This tutorial explains the steps to process data in SAS.
How Data Step Works
The processing of data is in 2 steps :
1. Compilation Phase
Step I : Syntax Checking
SAS scans each statement in the DATA step and check syntax errors, such as missing semicolons and invalid statements.
Step II : Creating Input Buffer
If you read in a raw data set such as txt or csv file, the input buffer is created. The input buffer is used to hold raw data. If you read in a SAS data set, the input buffer will not be created.
Step III : Creating Program Data Vector (PDV)
|How PDV works|
_N_ = 1 indicates the first observation is being processed, _N_ = 2 indicates the second observation is being processed, and so on.
The automatic variable _ERROR_ with values of 1 or 0, if it is equal to 1 signals the data error of the currently-processed observation, such as reading the data with an incorrect data type.
2. In addition to the two automatic variables, there is one space allocated for each of the variables in the input statement (reading data).
3. SAS also adds a position to the program data vector for any variables that are created in the DATA step. See the program below. The newly created FinalScore variable is derived from Score.
FinalScore = Score + 25; Run;
|Newly Created Variable|
4. If the variables specified in the DROP statement, it will never be written to the output data set.
5. At the end of the compilation phase, SAS makes the descriptor portion of the SAS data set which includes the data set name, the number of observations, and the number, names, and attributes of variables.
2. Execution Phase
Sequential Processing (Iterative)
The DATA step executes once for each observation in the input data set. Suppose dataset consists of 500 records, SAS will execute 500 times.

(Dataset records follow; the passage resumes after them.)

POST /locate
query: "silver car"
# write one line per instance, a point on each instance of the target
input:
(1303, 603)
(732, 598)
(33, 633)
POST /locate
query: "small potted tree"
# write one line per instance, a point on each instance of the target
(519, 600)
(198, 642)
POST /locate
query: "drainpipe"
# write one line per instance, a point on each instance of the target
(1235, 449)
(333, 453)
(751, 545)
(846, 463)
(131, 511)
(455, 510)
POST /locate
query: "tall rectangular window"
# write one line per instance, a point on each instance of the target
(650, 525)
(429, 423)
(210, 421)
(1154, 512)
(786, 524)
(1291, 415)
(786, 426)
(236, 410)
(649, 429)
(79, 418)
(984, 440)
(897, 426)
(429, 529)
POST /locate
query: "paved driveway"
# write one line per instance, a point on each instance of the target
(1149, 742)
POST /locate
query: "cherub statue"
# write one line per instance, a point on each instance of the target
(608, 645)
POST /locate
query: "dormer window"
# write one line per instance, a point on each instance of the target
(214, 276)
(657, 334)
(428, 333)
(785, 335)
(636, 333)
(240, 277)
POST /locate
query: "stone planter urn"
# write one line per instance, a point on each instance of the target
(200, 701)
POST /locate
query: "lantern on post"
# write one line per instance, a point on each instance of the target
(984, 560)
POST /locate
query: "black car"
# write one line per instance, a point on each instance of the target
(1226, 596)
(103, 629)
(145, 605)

1. At the beginning of the execution phase, SAS sets all of the data set variables in the program data vector to missing:
|Execution Phase Step I|
Variables that you specify in a RETAIN statement are not reset to missing values.

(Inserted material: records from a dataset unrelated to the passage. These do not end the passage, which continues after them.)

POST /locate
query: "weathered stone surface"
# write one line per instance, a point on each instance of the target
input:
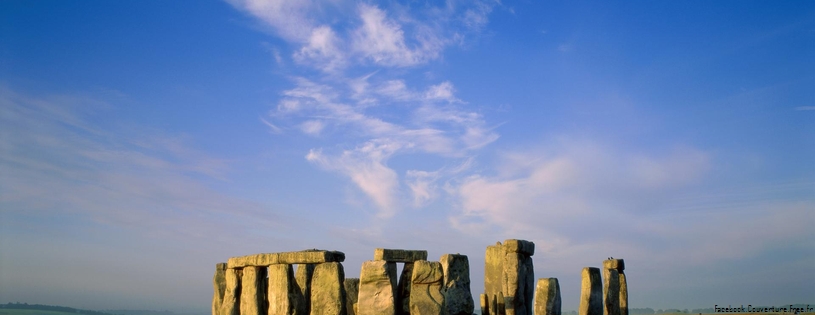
(547, 297)
(618, 264)
(327, 289)
(403, 290)
(591, 292)
(302, 288)
(253, 301)
(399, 255)
(377, 288)
(425, 295)
(519, 246)
(282, 295)
(301, 257)
(519, 284)
(611, 293)
(623, 294)
(351, 295)
(493, 274)
(219, 286)
(456, 286)
(232, 292)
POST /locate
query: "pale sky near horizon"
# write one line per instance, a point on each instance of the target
(142, 142)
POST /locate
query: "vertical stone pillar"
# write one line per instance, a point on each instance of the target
(591, 292)
(282, 294)
(611, 294)
(620, 286)
(219, 286)
(493, 276)
(253, 293)
(519, 277)
(351, 295)
(547, 297)
(232, 292)
(403, 290)
(377, 288)
(328, 290)
(425, 295)
(303, 288)
(456, 286)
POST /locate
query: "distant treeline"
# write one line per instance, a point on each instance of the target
(41, 307)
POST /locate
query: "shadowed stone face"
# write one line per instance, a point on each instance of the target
(591, 292)
(611, 304)
(232, 292)
(327, 289)
(425, 296)
(282, 296)
(253, 300)
(547, 297)
(457, 295)
(351, 294)
(377, 288)
(219, 286)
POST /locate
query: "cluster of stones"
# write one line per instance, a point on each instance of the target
(509, 278)
(423, 288)
(266, 284)
(609, 297)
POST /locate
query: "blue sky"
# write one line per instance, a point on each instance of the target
(143, 142)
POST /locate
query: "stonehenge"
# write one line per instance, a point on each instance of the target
(313, 282)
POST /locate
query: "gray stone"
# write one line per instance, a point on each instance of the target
(456, 286)
(303, 288)
(232, 292)
(399, 255)
(253, 300)
(519, 246)
(611, 293)
(282, 295)
(327, 289)
(219, 286)
(377, 288)
(547, 297)
(351, 295)
(301, 257)
(623, 294)
(591, 292)
(493, 275)
(425, 295)
(403, 290)
(519, 284)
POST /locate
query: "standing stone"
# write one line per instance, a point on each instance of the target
(493, 275)
(219, 286)
(518, 286)
(456, 287)
(282, 294)
(403, 290)
(303, 287)
(377, 288)
(612, 294)
(623, 295)
(547, 297)
(253, 300)
(591, 292)
(425, 295)
(351, 294)
(232, 292)
(327, 289)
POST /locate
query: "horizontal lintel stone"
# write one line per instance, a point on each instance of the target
(519, 246)
(399, 255)
(302, 257)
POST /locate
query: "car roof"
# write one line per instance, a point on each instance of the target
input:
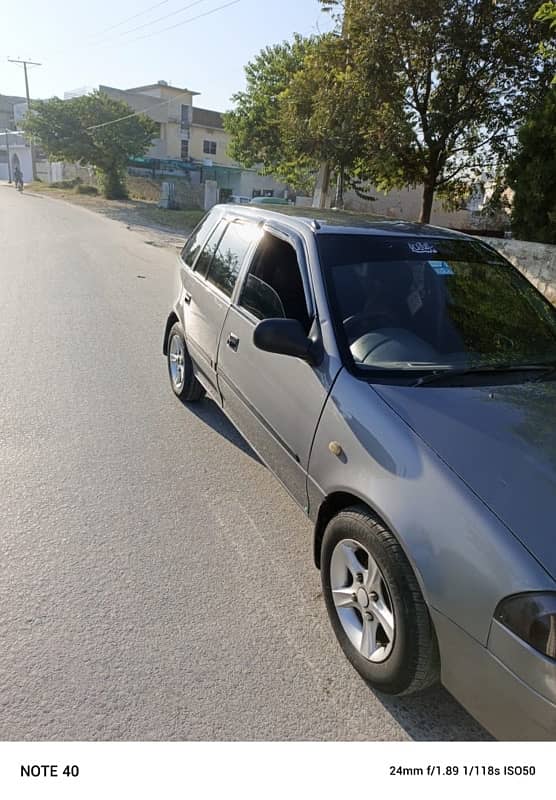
(321, 221)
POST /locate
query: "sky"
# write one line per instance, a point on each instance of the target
(113, 42)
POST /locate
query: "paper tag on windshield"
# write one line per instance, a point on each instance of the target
(425, 248)
(414, 302)
(441, 267)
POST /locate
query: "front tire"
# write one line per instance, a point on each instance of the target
(375, 605)
(180, 368)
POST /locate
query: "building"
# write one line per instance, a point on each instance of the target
(14, 144)
(195, 137)
(7, 118)
(168, 106)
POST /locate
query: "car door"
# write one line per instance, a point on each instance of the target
(207, 291)
(274, 400)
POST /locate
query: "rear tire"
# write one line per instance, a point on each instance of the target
(375, 605)
(180, 368)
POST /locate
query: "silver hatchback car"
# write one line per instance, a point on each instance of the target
(400, 381)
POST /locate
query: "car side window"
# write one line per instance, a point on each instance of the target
(274, 287)
(203, 262)
(197, 239)
(230, 254)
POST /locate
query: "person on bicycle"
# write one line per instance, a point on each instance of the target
(18, 176)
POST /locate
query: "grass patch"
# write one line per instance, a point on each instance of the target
(82, 188)
(177, 220)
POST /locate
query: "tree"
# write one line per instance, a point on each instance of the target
(445, 83)
(322, 110)
(255, 124)
(532, 175)
(547, 14)
(84, 129)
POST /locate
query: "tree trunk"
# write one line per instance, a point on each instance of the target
(339, 203)
(112, 183)
(426, 203)
(323, 183)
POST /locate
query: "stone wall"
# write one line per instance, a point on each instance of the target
(536, 261)
(186, 194)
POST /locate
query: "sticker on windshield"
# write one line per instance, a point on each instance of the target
(441, 267)
(422, 247)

2. The SET statement reads the first observation from the input data set and writes the values to the program data vector.
|Exceution Phase Step II|
3. Compute the first value for the derived variable, FinalScore.
|Execution Phase Step III|
4. At the end of the first iteration of the DATA step, the values in the program data vector are written to the output data set temp2 as the first observation.
Loop until all of the observations are read
The value of the automatic variable _N_ is increased to 2. The values from the second observation are written to the program data vector. Repeat above Steps 2, 3 and 4. It continues until all of the observations are read.
How PROC SQL Works
PROC SQL is a simultaneous process for all the observations.
Step I : Syntax Checking
SAS scans each statement in the SQL procedure and check syntax errors, such as missing semicolons and invalid statements.
Step II : SQL Optimizer
SQL optimizer scans the query inside the statement. The SQL Optimizer decides how the SQL query should be executed in order to minimize run time. The Optimizer examines submitted SQL code and characteristics of the SAS system and then creates efficient executable statements for the submitted query. The created code can be quite complicated and often involves the creating, sorting and merging of many temporary files as well as the trimming of variables and observation at times that will minimize run time.
Step III : Load into Data Engine
Any tables in the FROM statement are loaded into the data engine where they can then be accessed in memory.
Step IV : Code and Calculations are executed
Step V : Final Table is created in memory
Step VI : Final Table sent to the output table described in the CREATE TABLE statement.
DATA step is a sequential process (one at a time for each observation), whereas the SQL procedure is a simultaneous process for all the observations.Efficiency : DATA STEP vs. PROC SQL
The SQL procedure performed better with the smaller datasets (less than approx. 100 MB) whereas the data step excelled with the larger ones (more than approx. 100 MB).It is because the DATA step handles each record sequentially so it never uses a lot of memory, however, it takes time to process one at a time. So with a smaller dataset, the DATA step is going to take more time sending each record through.
With the SQL procedure, everything is loaded up into memory at once. By doing this, the SQL procedure can process small datasets rather quickly since everything is available in memory. Conversely, when you move to larger datasets, your memory can get bogged down which then leads to the SQL procedure being a little bit slower compared to the DATA step which will never take up too much memory space.
If you need to connect directly to a database and pull tables from there, then use PROC SQL.